Service ovirt-ha-agent failed to start after ten attempts
(In reply to meital avital from comment #6) > Service ovirt-ha-agent failed to start after ten attempts It was just to say that on vdsm we have a wrong logging issue (sanlock lock hasn't benn acquired as the log states) but the real issue is there: https://bugzilla.redhat.com/show_bug.cgi?id=1278369
This bug is marked for z-stream, yet the milestone is for a major version, therefore the milestone has been reset. Please set the correct milestone or drop the z stream flag.

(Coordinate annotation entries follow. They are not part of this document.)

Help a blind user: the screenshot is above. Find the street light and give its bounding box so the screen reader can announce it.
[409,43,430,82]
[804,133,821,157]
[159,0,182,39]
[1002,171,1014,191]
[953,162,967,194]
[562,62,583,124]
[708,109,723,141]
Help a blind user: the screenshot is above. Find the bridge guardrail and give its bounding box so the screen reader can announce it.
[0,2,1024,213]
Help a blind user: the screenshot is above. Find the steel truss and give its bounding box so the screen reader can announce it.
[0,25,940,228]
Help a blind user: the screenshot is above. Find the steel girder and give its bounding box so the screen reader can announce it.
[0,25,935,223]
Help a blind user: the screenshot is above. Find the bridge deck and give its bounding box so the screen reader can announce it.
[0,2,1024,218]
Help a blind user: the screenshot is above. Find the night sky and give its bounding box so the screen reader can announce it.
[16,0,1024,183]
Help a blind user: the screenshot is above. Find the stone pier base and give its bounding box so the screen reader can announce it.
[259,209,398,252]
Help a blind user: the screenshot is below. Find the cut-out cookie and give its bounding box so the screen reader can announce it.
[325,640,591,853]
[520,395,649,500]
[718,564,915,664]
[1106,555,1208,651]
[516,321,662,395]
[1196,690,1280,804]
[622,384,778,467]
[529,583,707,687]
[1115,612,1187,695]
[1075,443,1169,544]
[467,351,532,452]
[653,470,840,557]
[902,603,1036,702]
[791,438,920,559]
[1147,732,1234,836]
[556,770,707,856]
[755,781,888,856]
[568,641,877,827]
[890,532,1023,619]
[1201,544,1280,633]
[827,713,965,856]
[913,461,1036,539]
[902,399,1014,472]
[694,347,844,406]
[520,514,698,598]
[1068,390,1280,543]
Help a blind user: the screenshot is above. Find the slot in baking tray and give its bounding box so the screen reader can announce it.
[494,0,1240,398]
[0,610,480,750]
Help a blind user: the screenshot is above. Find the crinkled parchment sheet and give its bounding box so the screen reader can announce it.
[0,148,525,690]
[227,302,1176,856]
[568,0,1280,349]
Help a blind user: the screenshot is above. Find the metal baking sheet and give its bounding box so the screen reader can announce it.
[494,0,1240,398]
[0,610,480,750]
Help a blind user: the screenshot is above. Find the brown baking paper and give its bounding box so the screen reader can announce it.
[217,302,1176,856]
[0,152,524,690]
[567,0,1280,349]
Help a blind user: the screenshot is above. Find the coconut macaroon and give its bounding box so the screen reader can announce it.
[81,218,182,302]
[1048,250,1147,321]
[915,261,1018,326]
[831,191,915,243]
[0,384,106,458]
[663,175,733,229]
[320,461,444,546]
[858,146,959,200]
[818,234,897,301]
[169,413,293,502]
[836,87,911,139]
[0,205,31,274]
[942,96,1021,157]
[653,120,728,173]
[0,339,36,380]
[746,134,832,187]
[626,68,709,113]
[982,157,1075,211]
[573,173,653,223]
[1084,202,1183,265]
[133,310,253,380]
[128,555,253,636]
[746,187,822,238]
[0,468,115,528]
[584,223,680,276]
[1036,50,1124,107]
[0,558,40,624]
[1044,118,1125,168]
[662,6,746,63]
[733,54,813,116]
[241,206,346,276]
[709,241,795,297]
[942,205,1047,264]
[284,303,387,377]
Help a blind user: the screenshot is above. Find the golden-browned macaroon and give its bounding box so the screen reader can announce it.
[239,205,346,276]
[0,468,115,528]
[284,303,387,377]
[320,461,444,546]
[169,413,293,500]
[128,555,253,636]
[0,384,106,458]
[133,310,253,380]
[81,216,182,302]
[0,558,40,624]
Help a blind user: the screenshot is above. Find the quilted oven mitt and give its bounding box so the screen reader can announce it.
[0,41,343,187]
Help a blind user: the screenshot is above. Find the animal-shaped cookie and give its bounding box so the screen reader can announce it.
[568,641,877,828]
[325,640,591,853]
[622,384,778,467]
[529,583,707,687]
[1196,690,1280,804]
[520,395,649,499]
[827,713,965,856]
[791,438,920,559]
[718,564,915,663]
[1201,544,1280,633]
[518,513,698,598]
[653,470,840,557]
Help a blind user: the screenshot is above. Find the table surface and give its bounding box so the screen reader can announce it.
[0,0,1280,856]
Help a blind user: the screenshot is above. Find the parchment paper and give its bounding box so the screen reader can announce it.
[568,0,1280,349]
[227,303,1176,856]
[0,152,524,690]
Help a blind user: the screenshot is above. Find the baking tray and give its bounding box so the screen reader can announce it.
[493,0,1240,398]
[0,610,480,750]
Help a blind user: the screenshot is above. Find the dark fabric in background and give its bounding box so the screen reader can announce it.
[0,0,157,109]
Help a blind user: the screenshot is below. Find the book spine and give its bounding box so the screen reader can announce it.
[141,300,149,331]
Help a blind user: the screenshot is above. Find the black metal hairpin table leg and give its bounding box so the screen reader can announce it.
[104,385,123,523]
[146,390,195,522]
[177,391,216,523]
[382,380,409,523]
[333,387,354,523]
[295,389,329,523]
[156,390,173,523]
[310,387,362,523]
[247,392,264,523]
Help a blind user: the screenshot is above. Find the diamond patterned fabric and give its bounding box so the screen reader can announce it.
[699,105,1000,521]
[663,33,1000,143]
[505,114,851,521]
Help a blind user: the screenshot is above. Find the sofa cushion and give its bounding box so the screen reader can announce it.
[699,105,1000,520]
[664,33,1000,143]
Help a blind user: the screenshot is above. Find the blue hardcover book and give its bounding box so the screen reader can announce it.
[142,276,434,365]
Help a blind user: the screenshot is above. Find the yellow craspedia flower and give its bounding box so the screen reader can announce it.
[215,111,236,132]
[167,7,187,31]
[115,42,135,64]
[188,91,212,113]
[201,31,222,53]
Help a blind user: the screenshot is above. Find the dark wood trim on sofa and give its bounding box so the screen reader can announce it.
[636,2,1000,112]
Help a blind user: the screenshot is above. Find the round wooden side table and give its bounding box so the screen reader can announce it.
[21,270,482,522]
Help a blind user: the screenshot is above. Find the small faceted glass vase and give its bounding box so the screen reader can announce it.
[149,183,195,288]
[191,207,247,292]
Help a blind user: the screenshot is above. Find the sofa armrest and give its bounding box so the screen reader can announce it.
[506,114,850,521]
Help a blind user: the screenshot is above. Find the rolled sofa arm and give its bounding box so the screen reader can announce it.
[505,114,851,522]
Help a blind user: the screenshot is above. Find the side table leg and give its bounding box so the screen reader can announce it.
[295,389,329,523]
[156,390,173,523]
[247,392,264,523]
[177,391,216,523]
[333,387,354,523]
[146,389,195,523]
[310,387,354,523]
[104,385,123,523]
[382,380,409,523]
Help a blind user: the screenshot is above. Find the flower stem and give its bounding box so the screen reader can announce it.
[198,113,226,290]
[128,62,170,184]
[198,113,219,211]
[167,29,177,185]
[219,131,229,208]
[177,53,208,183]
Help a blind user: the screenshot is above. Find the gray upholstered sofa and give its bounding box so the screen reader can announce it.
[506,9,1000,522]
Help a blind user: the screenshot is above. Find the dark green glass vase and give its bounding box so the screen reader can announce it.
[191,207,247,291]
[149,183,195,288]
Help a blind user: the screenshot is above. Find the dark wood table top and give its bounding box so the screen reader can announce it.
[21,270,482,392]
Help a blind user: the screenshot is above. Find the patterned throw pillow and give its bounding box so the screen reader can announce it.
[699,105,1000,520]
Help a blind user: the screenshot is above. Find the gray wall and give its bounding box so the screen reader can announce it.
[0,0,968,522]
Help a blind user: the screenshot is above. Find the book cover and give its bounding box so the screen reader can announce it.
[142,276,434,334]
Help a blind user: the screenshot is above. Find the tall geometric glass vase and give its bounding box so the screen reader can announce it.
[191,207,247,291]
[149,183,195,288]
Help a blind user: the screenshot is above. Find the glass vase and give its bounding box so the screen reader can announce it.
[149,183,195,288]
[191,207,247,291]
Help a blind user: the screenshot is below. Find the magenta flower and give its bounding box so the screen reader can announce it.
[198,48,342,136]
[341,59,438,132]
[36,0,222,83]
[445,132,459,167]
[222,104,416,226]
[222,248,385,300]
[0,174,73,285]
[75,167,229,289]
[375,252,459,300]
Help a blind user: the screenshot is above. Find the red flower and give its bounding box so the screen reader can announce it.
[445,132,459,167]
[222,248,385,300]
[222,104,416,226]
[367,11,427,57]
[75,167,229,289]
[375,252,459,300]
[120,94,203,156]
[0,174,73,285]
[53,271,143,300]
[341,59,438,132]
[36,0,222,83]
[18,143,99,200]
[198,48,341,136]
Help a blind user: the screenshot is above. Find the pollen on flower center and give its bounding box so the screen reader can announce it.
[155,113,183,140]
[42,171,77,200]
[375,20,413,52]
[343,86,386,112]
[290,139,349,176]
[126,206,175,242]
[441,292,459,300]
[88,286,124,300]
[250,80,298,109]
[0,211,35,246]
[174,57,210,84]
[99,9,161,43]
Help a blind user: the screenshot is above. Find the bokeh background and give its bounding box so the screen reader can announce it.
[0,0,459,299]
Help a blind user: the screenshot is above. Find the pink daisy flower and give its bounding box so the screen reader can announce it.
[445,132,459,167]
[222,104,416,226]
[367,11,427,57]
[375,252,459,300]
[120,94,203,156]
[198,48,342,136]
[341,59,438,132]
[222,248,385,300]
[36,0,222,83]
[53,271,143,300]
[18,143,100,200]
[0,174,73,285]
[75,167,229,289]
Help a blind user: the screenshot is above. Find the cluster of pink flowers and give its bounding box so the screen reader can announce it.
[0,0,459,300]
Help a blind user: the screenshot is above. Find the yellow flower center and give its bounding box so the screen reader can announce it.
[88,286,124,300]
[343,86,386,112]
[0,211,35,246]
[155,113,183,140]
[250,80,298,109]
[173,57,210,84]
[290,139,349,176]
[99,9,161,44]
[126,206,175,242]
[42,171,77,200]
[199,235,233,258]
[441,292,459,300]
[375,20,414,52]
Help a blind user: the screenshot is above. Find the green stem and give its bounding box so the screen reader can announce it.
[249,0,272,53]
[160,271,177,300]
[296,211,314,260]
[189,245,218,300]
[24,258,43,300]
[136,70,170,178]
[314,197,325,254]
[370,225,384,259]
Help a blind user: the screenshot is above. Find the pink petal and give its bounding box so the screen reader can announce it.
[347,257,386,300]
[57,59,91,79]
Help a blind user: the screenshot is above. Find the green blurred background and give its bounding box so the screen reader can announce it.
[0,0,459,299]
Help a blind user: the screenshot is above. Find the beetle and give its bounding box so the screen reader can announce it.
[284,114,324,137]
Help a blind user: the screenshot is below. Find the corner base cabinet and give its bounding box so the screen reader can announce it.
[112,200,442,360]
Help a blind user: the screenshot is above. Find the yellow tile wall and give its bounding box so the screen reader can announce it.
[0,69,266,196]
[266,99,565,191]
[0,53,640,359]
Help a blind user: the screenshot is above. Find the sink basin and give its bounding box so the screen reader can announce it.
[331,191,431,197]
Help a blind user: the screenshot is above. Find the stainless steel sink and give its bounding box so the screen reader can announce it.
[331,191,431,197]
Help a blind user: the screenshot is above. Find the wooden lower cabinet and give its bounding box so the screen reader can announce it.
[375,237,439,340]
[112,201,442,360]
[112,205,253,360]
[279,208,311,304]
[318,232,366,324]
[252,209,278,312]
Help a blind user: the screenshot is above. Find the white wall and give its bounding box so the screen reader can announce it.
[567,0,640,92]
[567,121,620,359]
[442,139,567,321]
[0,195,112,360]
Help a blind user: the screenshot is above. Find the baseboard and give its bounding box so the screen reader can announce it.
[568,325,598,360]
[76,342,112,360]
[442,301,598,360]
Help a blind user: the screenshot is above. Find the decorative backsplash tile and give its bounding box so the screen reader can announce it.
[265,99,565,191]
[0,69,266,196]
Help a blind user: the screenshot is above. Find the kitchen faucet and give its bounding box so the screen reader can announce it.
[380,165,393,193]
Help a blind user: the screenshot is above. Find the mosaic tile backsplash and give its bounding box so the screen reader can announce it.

Yaniv, how this affects upgrade to 3.6 flow? It's targeted to 4.0.
(In reply to Sandro Bonazzola from comment #9) > Yaniv, how this affects upgrade to 3.6 flow? It's targeted to 4.0. It's a logging issue, not functional impact.
(In reply to Yaniv Dary from comment #10) > (In reply to Sandro Bonazzola from comment #9) > > Yaniv, how this affects upgrade to 3.6 flow? It's targeted to 4.0. > > It's a logging issue, not functional impact. Removing the blocker flag based on this statement.
This bug report has Keywords: Regression or TestBlocker. Since no regressions or test blockers are allowed between releases, it is also being identified as a blocker for this release. Please resolve ASAP.
Not blocking bug #1285700 (upgrade to 3.6) since this has been targeted to 4.0.
Closing old bugs. If you feel this is critical, explain why and reopen.